一方で、同級生はスタートダッシュに失敗し、コミュニケーションも上手く取れないまま2週間が過ぎた。2週間に一度、契約を継続するか帰国してもらうかの判断があり、同級生は契約をしない方向で話が進みかけていた。しかし、日本人3人のうち1人だけを帰すのもどうかということで、次の契約までチャンスをもらえることになった。コロンビア人のチームメイトからも「お前は俺たちと上手くコミュニケーションが取れているが、あいつはなんで話しかけてこないんだ」と言われていた。日本人の性格的に自分たちから歩み寄るのが苦手なのかもしれないが、ここはコロンビアであり、その文化に柔軟に対応していかなければならない。
私自身がうまくいっていたこともあり、同級生に「お前は真面目すぎる。もっとこうしたほうがいい。お前のやり方では通用しない」などとキツイ言い方だったかもしれないが彼とはよく揉めた。野球とは関係ない普段の生活の部分でも私と先輩からいろいろと指摘され、同級生にとってはかなりしんどい3ヶ月だったと思う。しかし、日本に帰って同じチームになったときに、彼は「あの時お前に言われたことが今ではよくわかる」と話していた。彼にとっても無駄な3ヶ月ではなかったようだ。
順調に結果を残していた私は、その後も先発として5勝を挙げ、週間MVPに選ばれ、オールスターゲームにも出場した。そのときゲストとして来ていたコロンビア人で元メジャーリーガーのエドガー・レンテリアから「良い日本人がいると聞いたが、君のことかな。これからも頑張ってな」と声をかけられた。メジャーで活躍していた選手に声をかけられたことは嬉しかった。
オールスターゲームも初めての経験で、驚くことばかりだった。オールスターの前日には立派なホテルでパーティーがあり、ジャグジー付きの部屋もあった。数ヶ月汚い水で体を洗っていた私にとって、コロンビアにもこんな場所があるのかと驚いた。そして、初日にはホームラン競争があり、投手や参加しない選手たちはベンチでビールを飲みながら観戦していた。球場も満席でお祭り騒ぎだった。
そして次の日には先発投手としてオールスターゲームに参加した。
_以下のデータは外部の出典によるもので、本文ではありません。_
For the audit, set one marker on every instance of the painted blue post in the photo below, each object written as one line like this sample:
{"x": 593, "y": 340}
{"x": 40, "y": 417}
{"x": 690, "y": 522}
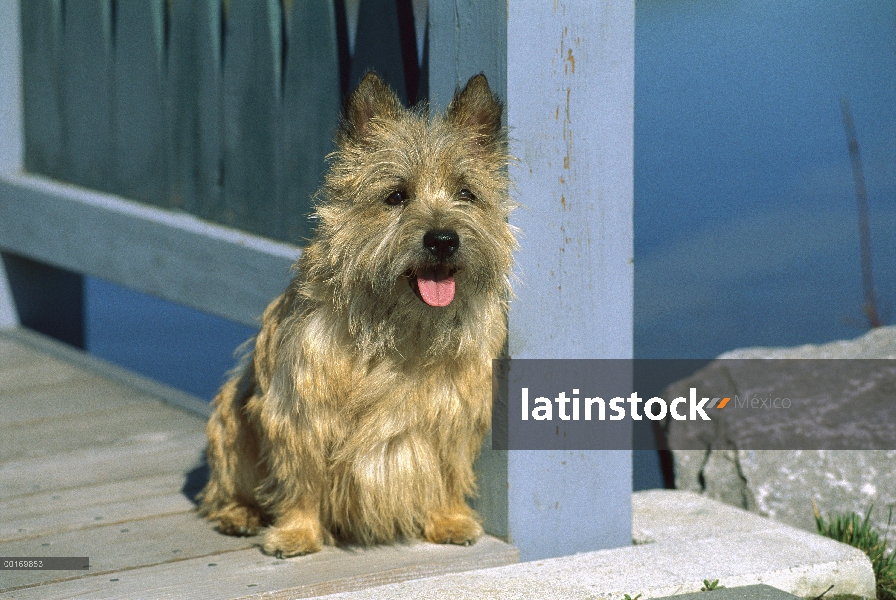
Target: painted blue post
{"x": 568, "y": 81}
{"x": 11, "y": 144}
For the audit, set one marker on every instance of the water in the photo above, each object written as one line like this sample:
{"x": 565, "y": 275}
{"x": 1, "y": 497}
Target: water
{"x": 746, "y": 227}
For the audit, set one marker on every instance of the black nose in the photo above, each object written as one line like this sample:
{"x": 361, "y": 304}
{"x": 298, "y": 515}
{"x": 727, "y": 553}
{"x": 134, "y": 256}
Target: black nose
{"x": 441, "y": 243}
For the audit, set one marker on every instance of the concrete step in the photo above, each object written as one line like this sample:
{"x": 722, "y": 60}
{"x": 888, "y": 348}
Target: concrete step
{"x": 681, "y": 539}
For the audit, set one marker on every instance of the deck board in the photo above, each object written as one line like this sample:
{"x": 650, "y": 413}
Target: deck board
{"x": 98, "y": 462}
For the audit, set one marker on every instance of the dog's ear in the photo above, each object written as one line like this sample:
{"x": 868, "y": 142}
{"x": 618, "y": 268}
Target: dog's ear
{"x": 372, "y": 98}
{"x": 476, "y": 107}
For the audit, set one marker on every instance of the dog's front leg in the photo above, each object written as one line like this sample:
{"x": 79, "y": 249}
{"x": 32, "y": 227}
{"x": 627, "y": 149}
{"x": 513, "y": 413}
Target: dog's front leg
{"x": 297, "y": 530}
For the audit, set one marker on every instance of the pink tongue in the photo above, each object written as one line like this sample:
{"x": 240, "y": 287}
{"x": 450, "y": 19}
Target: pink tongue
{"x": 436, "y": 290}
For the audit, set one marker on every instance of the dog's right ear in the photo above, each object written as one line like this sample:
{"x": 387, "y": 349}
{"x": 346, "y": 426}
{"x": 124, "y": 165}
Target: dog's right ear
{"x": 373, "y": 98}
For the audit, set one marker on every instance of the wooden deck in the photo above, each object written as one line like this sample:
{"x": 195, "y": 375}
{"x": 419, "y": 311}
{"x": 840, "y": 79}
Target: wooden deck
{"x": 96, "y": 461}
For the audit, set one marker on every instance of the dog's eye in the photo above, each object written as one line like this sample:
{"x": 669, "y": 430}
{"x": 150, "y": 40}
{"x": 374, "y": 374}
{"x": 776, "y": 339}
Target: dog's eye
{"x": 467, "y": 195}
{"x": 396, "y": 198}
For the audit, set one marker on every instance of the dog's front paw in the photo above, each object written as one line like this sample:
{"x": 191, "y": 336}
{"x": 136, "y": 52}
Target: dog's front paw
{"x": 284, "y": 542}
{"x": 452, "y": 528}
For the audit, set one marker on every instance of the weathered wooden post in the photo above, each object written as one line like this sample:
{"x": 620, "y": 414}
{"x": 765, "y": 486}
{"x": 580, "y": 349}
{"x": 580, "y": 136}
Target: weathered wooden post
{"x": 566, "y": 70}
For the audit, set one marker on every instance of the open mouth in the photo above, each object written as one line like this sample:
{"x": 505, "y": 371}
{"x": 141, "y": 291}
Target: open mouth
{"x": 434, "y": 285}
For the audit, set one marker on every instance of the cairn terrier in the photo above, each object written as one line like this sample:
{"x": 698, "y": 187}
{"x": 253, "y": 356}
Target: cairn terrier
{"x": 358, "y": 414}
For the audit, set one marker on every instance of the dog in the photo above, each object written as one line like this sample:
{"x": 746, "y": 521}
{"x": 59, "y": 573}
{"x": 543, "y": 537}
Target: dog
{"x": 358, "y": 412}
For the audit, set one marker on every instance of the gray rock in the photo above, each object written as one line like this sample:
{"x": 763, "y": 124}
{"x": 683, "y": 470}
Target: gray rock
{"x": 781, "y": 484}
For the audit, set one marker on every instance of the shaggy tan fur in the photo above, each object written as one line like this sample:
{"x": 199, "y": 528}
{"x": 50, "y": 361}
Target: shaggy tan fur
{"x": 360, "y": 411}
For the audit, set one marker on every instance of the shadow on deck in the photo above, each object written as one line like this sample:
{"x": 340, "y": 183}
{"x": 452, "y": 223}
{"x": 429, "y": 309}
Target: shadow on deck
{"x": 96, "y": 461}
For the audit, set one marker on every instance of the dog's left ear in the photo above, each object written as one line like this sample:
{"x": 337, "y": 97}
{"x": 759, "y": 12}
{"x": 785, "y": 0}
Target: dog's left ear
{"x": 476, "y": 107}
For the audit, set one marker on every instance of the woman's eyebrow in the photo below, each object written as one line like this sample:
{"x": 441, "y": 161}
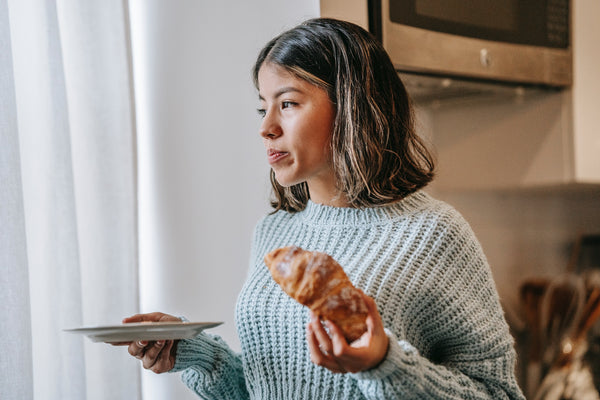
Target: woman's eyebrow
{"x": 282, "y": 91}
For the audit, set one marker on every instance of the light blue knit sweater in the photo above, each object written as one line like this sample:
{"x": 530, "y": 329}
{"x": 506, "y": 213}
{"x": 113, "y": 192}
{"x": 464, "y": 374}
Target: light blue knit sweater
{"x": 419, "y": 260}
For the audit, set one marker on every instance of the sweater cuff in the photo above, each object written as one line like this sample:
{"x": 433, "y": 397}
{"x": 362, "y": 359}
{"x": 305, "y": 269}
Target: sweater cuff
{"x": 199, "y": 351}
{"x": 400, "y": 352}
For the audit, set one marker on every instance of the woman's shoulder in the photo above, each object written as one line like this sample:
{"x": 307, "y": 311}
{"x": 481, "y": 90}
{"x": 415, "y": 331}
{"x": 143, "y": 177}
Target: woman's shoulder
{"x": 442, "y": 218}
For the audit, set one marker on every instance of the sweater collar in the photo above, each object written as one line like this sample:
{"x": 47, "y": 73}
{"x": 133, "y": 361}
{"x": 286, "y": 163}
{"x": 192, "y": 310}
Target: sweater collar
{"x": 319, "y": 214}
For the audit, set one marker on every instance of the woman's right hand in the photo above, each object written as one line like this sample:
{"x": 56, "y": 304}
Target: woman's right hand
{"x": 157, "y": 356}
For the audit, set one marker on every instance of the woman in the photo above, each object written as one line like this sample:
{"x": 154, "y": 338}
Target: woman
{"x": 347, "y": 173}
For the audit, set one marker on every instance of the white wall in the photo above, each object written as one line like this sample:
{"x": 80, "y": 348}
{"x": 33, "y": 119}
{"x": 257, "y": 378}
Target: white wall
{"x": 202, "y": 168}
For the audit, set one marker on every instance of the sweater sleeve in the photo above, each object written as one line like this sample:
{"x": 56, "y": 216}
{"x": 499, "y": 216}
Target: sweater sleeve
{"x": 210, "y": 368}
{"x": 456, "y": 344}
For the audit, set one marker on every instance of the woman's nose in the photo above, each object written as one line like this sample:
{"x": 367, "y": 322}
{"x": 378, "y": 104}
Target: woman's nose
{"x": 270, "y": 127}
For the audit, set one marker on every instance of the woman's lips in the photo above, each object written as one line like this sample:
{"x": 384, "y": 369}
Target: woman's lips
{"x": 274, "y": 155}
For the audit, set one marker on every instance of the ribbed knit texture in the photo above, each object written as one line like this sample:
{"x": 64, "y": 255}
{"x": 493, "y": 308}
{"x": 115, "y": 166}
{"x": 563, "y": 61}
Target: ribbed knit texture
{"x": 420, "y": 261}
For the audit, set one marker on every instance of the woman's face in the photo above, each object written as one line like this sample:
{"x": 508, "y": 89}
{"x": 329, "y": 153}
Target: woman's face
{"x": 296, "y": 129}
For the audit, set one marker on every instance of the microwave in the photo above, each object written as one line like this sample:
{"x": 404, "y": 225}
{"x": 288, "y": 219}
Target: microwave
{"x": 509, "y": 41}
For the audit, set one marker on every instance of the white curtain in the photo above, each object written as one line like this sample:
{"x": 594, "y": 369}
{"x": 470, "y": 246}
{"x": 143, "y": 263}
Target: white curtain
{"x": 68, "y": 236}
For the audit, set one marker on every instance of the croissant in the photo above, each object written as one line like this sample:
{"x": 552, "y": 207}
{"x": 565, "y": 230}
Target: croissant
{"x": 316, "y": 280}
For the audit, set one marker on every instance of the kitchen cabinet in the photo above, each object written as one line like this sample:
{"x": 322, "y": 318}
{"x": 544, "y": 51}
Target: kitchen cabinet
{"x": 523, "y": 137}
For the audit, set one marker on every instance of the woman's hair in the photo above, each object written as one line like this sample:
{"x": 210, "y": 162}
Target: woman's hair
{"x": 376, "y": 154}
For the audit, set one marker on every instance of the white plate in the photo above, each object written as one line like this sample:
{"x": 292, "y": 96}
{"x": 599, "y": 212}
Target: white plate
{"x": 144, "y": 331}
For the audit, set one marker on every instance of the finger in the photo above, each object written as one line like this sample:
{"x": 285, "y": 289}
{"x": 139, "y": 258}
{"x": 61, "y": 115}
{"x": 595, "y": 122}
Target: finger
{"x": 373, "y": 321}
{"x": 323, "y": 339}
{"x": 149, "y": 317}
{"x": 339, "y": 345}
{"x": 165, "y": 361}
{"x": 137, "y": 348}
{"x": 317, "y": 357}
{"x": 152, "y": 352}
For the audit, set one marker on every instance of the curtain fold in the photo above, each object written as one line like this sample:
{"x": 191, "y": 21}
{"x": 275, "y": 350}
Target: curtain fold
{"x": 16, "y": 368}
{"x": 69, "y": 244}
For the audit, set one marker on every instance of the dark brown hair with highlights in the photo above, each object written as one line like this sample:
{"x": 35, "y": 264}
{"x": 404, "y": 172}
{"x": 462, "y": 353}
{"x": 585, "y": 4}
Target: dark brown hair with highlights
{"x": 377, "y": 156}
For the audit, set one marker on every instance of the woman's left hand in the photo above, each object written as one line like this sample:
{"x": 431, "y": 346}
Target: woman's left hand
{"x": 333, "y": 352}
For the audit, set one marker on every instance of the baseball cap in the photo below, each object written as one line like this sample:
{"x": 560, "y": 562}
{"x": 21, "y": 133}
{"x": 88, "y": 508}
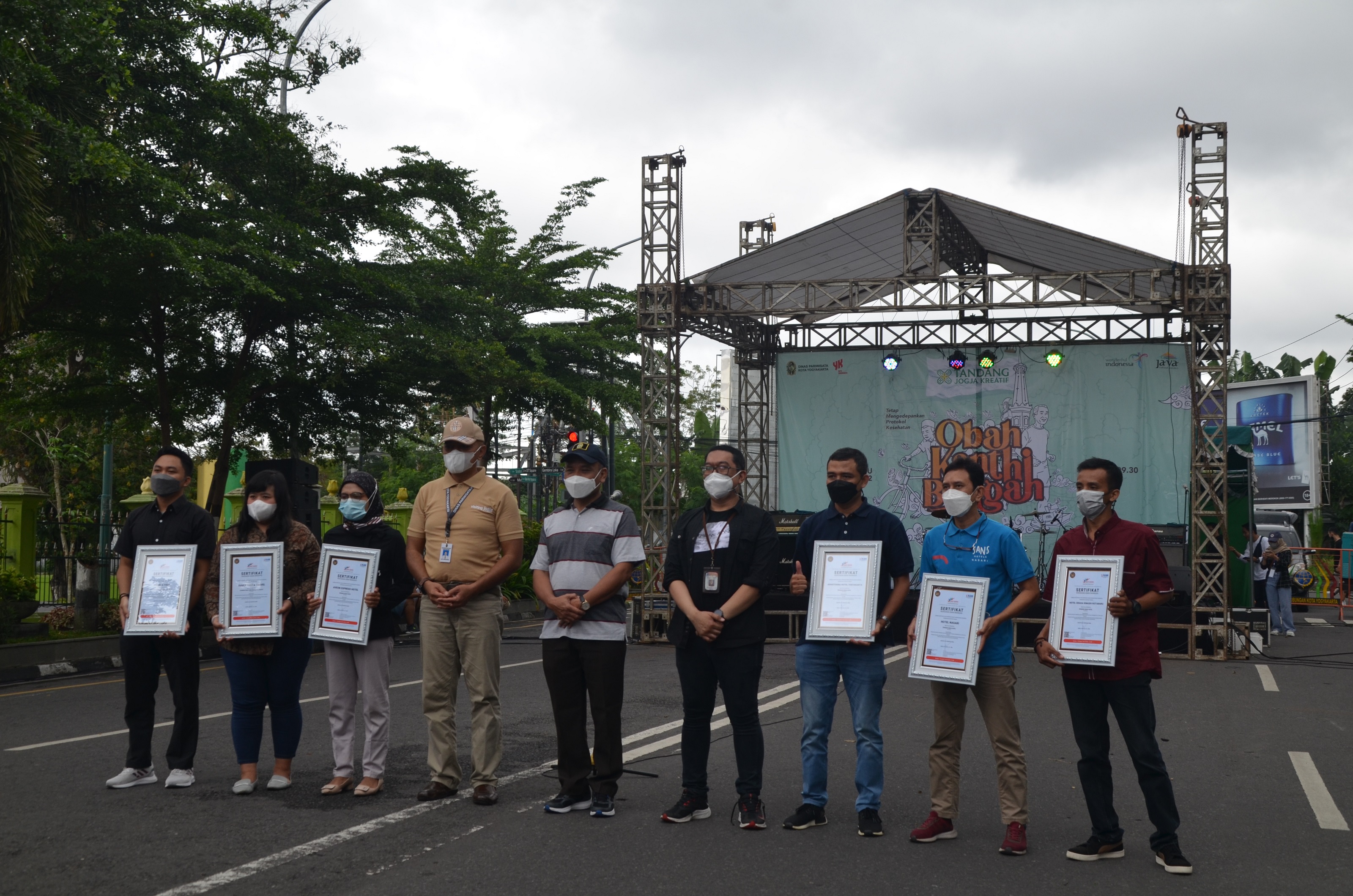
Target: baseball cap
{"x": 462, "y": 430}
{"x": 586, "y": 451}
一本のホームランを許してしまったが、とても楽しく、良い経験になった。その後の試合では疲れも出てきて、結局優勝争いに敗れ、コロンビアでの3ヶ月のウインターリーグは終了した。
余談だが、3ヶ月間ピザやハンバーガーなどばかり食べていた自分たちは、日本食を探していると日清のインスタントラーメンを見つけた。それを買ってアパートで調理しようとしたら、麺には無数の白い糸が巻きついていて、幼虫が入っていた。その前にもスーパーでパンを購入した際、小さな虫が大量に混入していたことがあった。さすがに私は食べられなかったが、先輩は「火を通せば問題ない」と言って普通に食べていた。その姿は今でも忘れられない。